Susanne Bergau
Leiterin der Direktion Personal Sparkasse Göttingen

Carolin Rittmeier
Abteilungsleiterin Kreditmanagement FK Sparkasse Göttingen

Interview: Kristin Schild | Foto: Miriam Merkel Fotografie

Frau Rittmeier, wie hat sich Ihre berufliche Laufbahn entwickelt?
Mein Weg war sehr geradlinig, was auch meinem Charakter entspricht. Nach meinem Abitur begann ich die Ausbildung bei der Sparkasse Göttingen. Seither war ich in allen Bereichen der gewerblichen Kreditbearbeitung tätig und habe parallel noch ein Studium zur Betriebswirtin absolviert. Während meiner Laufbahn habe ich bewusst Herausforderungen gesucht, um mich weiterzuentwickeln und dann auch schnell eine Führungsposition angestrebt. Heute leite ich das Kreditmanagement der Sparkasse Göttingen – einen Bereich von großer Bedeutung für unser Haus.
Frau Bergau, wie war das bei Ihnen?
Ich habe bei der Berliner Sparkasse gelernt. Meine damalige Ausbilderin war so beeindruckend, dass ich selbst Ausbilderin werden wollte. Und nachdem ich mit nur 21 Jahren meinen Betriebswirt gemacht und mich in einem Auswahlprozess durchgesetzt hatte, gelang mir das auch. Nach 2 Jahren habe ich mir neue Ziele gesteckt und nach der Grenzöffnung zuerst als reisende Führungskräftetrainerin der Ostdeutschen Sparkassenakademie gearbeitet, bevor ich bei der Bankgesellschaft Berlin mit damals 17.000 Mitarbeitern im Personalbereich für Führungskräfte tätig war. Von dort wechselte ich als Bereichsleiterin „Personal und Recht“ zu einer Berliner Versicherung, für die ich eine gut funktionierende Personalabteilung mit Trainingsakademie aufbaute. Dann suchte ich wieder eine neue Herausforderung und wechselte zur Sparkasse Göttingen, deren Personalabteilung ich jetzt leite.

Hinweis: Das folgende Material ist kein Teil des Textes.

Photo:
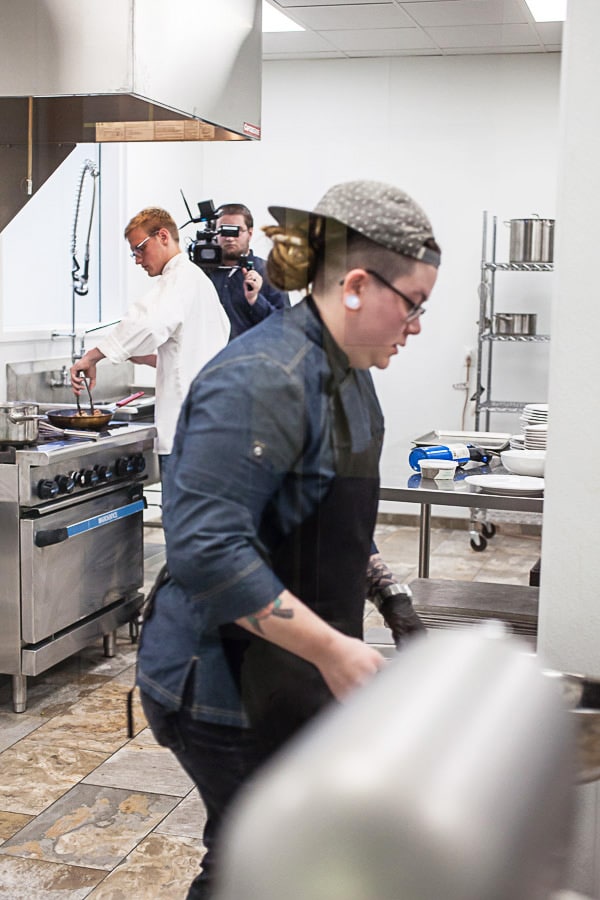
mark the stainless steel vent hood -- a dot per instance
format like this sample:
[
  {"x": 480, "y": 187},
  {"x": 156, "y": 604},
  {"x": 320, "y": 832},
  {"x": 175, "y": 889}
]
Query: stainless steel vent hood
[{"x": 74, "y": 71}]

Frau Rittmeier, wie denken Sie, sollte eine Frau Karriere machen?
Jede Frau ist einzigartig und bringt ihre eigenen Stärken und Fähigkeiten mit. Die sollte sie ausbauen, sich weiterentwickeln und einen Blick für die Dinge haben, die wichtig sind. Dabei geht es nicht darum, besser als ein Mann zu sein, im Gegenteil: Frauen sollten auf die Stärken vertrauen, die sie auch im Privaten, zum Beispiel in der Familie, an den Tag legen – da sind sie Mediator, Coach, Zuhörer oder auch Entscheider. Natürlich muss man zudem seine Bedürfnisse ausbalancieren. Dass ich mich zum Beispiel als Frau auch in Teilzeitarbeit für eine Führungsposition qualifizieren konnte, ist nicht selbstverständlich, sondern liegt auch daran, dass die Sparkasse Frauen in Führung auch in Teilzeit als normal betrachtet. Das ist sehr modern für eine Bank.

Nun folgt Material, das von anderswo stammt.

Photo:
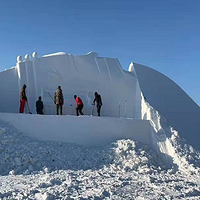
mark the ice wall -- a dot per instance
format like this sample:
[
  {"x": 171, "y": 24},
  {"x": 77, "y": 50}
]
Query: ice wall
[
  {"x": 80, "y": 75},
  {"x": 180, "y": 111}
]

Frau Bergau, mit Ihren vielseitigen Erfahrungen betrachtet: Wie steht es um Frauen im Bankgeschäft?
Es ist schon noch so: Je höher die Führungsebene, desto mehr ist Frau von Männern umgeben. Als Sparkasse Göttingen versuchen wir jedoch bewusst, Wege zu finden, damit Frauen Führungsaufgaben auch in Teilzeit ausüben können. Am Ende geht es aber um die individuelle Qualifikation und auch darum, sich gegen andere Bewerber durchzusetzen. Gerade beim nötigen Selbstverständnis nehme ich aber oft den Unterschied wahr, dass sich Frauen vorher mehr Gedanken darüber machen, ob sie für eine Aufgabe geeignet sind, während Männer eher automatisch davon ausgehen. Ich möchte den Frauen sagen: Seid mutig und zeigt euch!
Frau Rittmeier, womit beschäftigen Sie sich in Ihrer Freizeit?

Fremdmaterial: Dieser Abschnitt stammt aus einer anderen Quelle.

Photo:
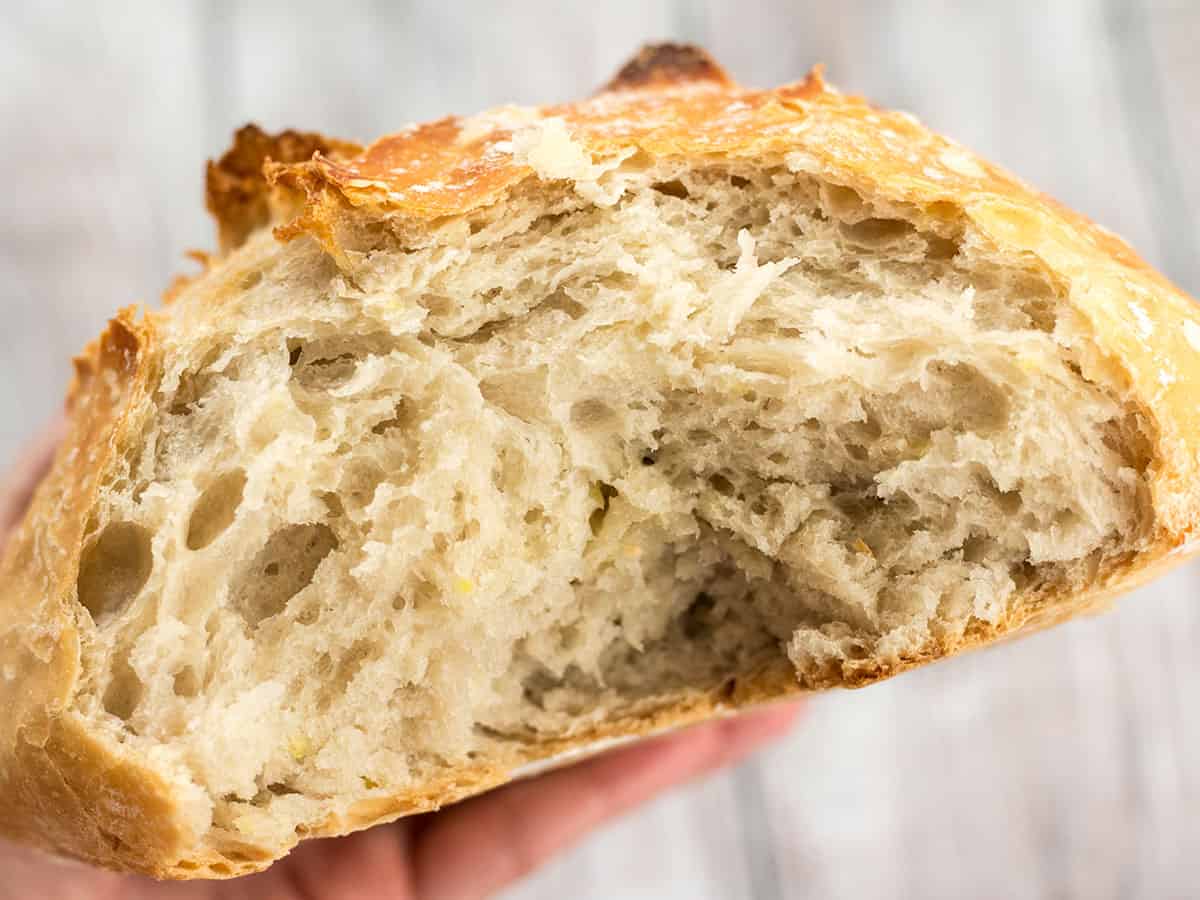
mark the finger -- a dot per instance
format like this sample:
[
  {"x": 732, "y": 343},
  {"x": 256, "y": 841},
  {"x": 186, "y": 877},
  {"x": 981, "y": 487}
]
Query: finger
[
  {"x": 478, "y": 846},
  {"x": 19, "y": 483}
]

Joggen und lange Radtouren in der Natur bieten mir einen guten Ausgleich. Außerdem bin ich musikalisch und künstlerisch aktiv, aktuell vor allem an der Leinwand.
Und Sie, Frau Bergau?
Für mich ist Wandern ein idealer Ausgleich. Zudem engagiere ich mich in der Region, in der ich lebe. Was ich wirklich liebe, ist gutes Essen zu kochen und dazu den passenden Wein zu probieren.